There were plenty of deer too and quite a bit of chasin goin on.


----------



## Crickett (Nov 19, 2012)




----------



## wranglerjoe1968 (Nov 19, 2012)

What kind of camera do you use?


----------



## quinn (Nov 19, 2012)

Awesome dude! You see great things come to those who wait!
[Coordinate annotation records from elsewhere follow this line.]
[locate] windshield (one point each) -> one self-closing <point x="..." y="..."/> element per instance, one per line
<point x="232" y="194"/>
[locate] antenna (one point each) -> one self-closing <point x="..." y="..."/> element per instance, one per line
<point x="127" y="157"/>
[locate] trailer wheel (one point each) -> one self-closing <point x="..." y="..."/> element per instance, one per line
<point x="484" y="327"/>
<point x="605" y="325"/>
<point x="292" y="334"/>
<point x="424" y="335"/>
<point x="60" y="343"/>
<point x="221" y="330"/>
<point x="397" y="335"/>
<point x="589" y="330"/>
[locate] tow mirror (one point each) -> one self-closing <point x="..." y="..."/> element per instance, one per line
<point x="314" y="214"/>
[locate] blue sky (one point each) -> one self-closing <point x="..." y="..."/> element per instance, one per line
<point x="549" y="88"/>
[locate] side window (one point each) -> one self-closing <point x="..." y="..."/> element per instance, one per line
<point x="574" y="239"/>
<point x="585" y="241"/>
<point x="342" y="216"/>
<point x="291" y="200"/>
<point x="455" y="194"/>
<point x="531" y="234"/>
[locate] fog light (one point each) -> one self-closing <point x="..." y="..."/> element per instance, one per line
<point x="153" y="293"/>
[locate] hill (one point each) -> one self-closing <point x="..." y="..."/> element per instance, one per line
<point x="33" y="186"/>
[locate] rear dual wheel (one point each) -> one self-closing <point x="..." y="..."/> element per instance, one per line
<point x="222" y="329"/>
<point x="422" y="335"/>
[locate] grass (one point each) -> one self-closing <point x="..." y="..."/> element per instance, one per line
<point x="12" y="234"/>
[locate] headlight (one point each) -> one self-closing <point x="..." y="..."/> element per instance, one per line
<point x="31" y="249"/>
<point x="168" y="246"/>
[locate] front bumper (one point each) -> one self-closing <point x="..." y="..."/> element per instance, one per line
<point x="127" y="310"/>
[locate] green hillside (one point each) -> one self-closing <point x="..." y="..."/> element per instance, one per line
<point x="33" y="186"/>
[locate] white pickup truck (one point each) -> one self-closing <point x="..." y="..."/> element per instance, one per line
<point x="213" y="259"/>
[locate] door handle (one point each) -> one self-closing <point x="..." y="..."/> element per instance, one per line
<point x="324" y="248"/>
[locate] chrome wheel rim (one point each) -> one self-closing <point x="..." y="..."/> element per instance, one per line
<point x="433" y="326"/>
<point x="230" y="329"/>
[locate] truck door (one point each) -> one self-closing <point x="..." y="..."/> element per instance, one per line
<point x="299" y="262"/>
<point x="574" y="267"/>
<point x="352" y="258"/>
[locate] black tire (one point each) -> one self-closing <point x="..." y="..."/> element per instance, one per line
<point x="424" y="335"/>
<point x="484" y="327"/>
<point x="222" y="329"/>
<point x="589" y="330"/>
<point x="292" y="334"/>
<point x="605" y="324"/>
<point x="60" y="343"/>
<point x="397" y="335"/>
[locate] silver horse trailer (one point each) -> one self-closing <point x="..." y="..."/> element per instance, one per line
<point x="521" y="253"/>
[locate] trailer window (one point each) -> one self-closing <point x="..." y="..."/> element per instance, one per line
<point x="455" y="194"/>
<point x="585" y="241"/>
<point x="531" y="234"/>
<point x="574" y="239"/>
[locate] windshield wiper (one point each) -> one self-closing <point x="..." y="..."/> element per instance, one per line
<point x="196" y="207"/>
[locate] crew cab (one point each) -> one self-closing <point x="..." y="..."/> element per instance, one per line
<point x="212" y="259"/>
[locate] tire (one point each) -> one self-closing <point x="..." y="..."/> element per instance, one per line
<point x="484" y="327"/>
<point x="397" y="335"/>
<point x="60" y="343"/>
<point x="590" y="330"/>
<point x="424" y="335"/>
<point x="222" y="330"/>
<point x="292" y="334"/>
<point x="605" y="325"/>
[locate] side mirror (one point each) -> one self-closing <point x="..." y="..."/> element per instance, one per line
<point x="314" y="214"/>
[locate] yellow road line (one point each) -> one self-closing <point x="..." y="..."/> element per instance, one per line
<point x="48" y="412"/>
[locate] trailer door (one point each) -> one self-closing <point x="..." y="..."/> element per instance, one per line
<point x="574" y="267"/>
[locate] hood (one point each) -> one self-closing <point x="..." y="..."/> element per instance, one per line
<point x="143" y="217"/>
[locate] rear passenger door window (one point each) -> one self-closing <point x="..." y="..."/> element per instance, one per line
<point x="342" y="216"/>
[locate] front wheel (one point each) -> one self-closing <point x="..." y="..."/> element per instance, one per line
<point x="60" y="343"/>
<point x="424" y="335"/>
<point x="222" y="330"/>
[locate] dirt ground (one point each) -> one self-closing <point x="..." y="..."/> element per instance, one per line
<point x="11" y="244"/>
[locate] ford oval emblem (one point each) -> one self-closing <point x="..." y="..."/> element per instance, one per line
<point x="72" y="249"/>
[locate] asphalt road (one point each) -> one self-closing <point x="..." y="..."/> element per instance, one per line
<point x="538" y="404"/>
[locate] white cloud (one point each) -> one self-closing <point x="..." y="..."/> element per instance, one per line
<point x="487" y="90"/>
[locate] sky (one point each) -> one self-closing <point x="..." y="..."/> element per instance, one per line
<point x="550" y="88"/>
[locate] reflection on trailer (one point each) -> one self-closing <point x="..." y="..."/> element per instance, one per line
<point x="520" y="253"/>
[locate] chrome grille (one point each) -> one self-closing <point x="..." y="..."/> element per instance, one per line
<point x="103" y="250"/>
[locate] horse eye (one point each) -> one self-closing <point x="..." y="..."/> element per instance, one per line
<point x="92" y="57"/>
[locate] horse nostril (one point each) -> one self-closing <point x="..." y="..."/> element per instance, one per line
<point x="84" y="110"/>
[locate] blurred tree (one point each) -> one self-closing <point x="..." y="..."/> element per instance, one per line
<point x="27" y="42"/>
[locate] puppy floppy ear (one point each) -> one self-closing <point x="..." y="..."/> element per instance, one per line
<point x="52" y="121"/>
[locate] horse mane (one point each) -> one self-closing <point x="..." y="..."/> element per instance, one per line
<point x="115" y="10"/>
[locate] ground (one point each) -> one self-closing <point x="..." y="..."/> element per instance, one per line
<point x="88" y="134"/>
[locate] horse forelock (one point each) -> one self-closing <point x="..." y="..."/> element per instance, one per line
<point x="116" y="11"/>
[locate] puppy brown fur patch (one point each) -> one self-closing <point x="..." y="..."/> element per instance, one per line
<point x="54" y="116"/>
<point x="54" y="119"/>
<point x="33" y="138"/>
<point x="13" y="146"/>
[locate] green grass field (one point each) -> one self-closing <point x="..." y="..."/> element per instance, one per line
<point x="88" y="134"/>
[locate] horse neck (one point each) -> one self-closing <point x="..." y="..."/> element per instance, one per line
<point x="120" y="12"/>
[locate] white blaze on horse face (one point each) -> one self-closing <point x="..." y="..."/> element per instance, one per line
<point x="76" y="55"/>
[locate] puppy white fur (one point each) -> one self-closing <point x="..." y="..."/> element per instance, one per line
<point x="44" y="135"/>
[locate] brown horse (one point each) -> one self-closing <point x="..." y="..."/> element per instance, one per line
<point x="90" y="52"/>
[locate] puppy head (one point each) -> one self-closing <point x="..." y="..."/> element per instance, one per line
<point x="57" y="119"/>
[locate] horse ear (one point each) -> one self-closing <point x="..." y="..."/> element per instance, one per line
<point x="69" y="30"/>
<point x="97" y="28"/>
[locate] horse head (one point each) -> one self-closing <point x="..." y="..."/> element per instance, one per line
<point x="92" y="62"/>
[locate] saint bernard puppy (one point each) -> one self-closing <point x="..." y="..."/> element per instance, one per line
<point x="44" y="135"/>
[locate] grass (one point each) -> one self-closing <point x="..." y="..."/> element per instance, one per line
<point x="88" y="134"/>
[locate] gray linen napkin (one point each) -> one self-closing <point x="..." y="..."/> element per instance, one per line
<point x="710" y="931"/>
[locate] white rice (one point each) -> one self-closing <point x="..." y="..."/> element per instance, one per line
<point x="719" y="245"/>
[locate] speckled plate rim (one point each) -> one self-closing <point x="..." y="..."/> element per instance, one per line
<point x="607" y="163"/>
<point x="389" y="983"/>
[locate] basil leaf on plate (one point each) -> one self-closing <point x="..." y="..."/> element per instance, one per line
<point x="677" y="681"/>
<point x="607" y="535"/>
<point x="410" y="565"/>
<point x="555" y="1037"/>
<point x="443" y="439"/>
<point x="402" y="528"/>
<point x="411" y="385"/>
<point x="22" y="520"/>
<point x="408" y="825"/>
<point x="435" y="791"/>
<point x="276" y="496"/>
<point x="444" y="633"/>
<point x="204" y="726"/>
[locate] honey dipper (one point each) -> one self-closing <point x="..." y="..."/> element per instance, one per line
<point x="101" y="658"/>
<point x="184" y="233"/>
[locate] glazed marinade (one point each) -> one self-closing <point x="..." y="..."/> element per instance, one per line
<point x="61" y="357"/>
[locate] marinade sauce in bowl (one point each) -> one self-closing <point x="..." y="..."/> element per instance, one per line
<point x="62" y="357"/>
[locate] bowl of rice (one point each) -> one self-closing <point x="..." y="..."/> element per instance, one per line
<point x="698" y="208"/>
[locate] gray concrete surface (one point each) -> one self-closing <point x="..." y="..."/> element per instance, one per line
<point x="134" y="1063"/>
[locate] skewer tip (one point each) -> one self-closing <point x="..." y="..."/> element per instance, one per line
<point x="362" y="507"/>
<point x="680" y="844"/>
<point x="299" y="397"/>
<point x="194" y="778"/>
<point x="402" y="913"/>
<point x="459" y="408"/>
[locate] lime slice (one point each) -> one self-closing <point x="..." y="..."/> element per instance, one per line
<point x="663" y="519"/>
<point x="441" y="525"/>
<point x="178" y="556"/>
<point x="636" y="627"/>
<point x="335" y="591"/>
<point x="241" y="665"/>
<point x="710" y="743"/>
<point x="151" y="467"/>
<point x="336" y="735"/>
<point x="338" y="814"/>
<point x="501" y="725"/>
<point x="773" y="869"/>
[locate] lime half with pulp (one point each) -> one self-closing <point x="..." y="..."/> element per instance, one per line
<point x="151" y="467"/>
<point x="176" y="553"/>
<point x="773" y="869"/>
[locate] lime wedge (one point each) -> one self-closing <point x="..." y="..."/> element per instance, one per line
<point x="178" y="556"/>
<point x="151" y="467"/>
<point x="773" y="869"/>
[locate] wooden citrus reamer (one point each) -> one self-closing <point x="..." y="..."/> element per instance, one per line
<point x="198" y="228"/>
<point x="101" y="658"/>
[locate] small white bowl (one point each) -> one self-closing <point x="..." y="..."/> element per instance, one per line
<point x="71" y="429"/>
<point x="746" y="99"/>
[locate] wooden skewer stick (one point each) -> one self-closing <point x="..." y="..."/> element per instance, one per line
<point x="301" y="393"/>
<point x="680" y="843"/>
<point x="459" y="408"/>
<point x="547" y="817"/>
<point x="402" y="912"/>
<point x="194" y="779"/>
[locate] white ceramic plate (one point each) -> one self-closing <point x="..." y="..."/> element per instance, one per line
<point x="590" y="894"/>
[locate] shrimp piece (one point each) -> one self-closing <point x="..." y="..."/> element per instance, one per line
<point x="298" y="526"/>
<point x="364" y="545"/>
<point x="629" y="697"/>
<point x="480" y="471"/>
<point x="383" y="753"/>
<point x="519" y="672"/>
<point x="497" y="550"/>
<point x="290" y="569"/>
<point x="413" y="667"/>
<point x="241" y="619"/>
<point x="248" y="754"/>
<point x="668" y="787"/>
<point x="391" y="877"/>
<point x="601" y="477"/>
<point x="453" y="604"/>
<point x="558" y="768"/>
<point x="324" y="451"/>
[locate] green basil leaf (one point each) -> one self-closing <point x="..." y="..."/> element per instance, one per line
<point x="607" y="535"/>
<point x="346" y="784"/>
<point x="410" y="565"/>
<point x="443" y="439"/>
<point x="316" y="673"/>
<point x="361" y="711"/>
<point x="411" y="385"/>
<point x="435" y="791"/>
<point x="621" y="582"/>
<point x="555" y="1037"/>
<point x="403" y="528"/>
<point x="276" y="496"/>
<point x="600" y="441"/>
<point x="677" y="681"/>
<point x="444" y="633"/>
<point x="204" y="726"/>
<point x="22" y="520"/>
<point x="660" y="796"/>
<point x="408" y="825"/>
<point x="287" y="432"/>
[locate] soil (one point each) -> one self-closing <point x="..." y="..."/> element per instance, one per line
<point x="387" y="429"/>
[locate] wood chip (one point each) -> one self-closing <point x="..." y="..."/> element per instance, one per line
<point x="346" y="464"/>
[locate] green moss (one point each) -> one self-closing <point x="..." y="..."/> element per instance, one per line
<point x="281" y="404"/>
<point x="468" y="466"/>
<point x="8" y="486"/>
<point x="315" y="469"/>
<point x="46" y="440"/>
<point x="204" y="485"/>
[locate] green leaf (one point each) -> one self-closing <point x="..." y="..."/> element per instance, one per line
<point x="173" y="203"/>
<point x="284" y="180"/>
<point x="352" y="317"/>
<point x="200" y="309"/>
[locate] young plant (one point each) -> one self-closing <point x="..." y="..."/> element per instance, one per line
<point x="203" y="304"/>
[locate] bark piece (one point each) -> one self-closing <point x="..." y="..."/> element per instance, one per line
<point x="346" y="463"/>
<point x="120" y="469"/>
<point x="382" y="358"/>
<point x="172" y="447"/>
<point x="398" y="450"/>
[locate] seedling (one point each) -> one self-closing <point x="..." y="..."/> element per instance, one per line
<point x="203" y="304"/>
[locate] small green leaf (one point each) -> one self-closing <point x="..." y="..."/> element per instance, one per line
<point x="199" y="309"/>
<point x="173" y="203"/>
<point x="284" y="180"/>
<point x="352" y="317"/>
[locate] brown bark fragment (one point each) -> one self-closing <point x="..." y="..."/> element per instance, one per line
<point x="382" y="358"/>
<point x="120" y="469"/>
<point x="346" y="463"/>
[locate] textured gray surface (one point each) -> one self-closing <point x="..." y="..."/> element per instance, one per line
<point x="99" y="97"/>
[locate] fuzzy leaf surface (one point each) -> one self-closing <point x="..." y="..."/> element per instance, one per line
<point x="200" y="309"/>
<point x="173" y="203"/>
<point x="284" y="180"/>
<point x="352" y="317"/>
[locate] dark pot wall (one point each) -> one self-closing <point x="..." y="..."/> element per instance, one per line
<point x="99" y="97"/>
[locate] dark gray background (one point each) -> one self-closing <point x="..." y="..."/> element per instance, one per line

I'm the jealous one now!


----------



## cre8foru (Nov 19, 2012)

wranglerjoe1968 said:


> What kind of camera do you use?



Nikon D300


----------



## Woodsong (Nov 19, 2012)

those are simply awesome shots!


----------



## rip18 (Nov 20, 2012)

Oh, what a treat!  Looks like you had a great day!


----------



## Hoss (Nov 20, 2012)

Awesome.  Great shots of the eagle and a fine deer capture.

Hoss


----------



## carver (Nov 20, 2012)

Those are awesome


----------



## Nugefan (Nov 21, 2012)

beautiful birds ....

my daughter goes to Berry and she has gotten some great shots of em ...


----------



## RossVegas (Nov 21, 2012)

Excellent pictures.


----------



## cre8foru (Nov 21, 2012)

Nugefan said:


> beautiful birds ....
> 
> my daughter goes to Berry and she has gotten some great shots of em ...



Oh I would have been skipping class all the time if I had gone to school there.


----------



## pdsniper (Nov 21, 2012)

nice pictures


----------



## Nugefan (Nov 21, 2012)

cre8foru said:


> Oh I would have been skipping class all the time if I had gone to school there.



you know it ...I ask about deer all the time and it's no big deal to her now seeing them all over the place ....first year up she would send me a pix every now and then now I get " Oh Daddy it's just a 10 point " ....


----------



## wvdawg (Nov 23, 2012)

Fantastic!


----------



## GAJoe (Nov 27, 2012)

Nice ones!
Haven't had the chance yet.


----------



## 243SuperRC (Nov 27, 2012)

Awesome pictures.

I was fortunate to see a couple of bald eagles this summer on the Ocmulgee River just below Juliette, GA.


----------



## FERAL ONE (Nov 27, 2012)

outstanding ! on the avian and mammal parts !


----------



## SELFBOW (Nov 27, 2012)

Love em!


----------